The picture matches the algebra perfectly: the nearest point of the half-plane x + y <= 2 to the target (2, 2) is the foot of the perpendicular onto the boundary line, namely (1, 1), and the positive multiplier mu = 2 records that pushing the fence outward would let you get closer to (2, 2) — a strictly helpful relaxation, exactly as a nonnegative shadow price should read. With several constraints you would repeat this case-enumeration over every subset of constraints declared active, but the logic per case is identical.
Necessary, sufficient, and honest limits
Be precise about what the KKT conditions deliver, because here it is easy to overclaim. In general the conditions are NECESSARY but not sufficient: at a genuine local minimum they hold (so any minimum is a KKT point), yet a point can satisfy all four conditions and still be a maximum, a saddle, or merely a local optimum — exactly like nabla f = 0 in unconstrained Volume I calculus, which flags critical points without telling you their type. KKT narrows the search to a finite list of candidates; you must still test each one to find the true minimizer.

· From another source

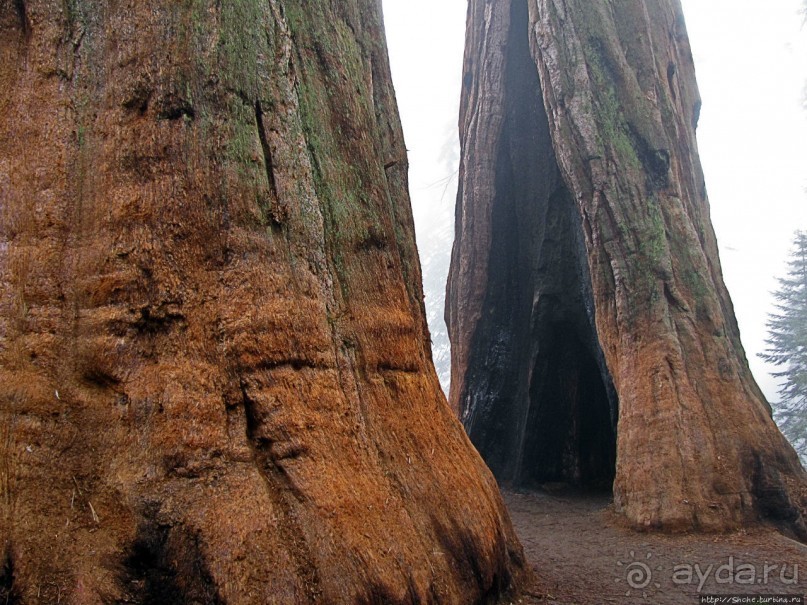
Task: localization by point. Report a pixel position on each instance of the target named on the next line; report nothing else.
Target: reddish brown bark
(215, 384)
(586, 281)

There are two important caveats. First, necessity itself needs a mild regularity hypothesis — a constraint qualification (the commonest is that the gradients of the active constraints are linearly independent at the point). Without it the multipliers may fail to exist even at a true minimum, so KKT can quietly miss it; such degenerate corners are rare in practice but real. Second, and far more cheering, is the convex case: when f and every g_i is a convex function and the equality constraints are linear, the KKT conditions become both necessary AND sufficient, and any point that satisfies them is a global minimum, not merely local. This is the structural reason local versus global optimum anxieties evaporate for convex problems and why convexity is the property engineers and machine-learning practitioners prize above almost all others.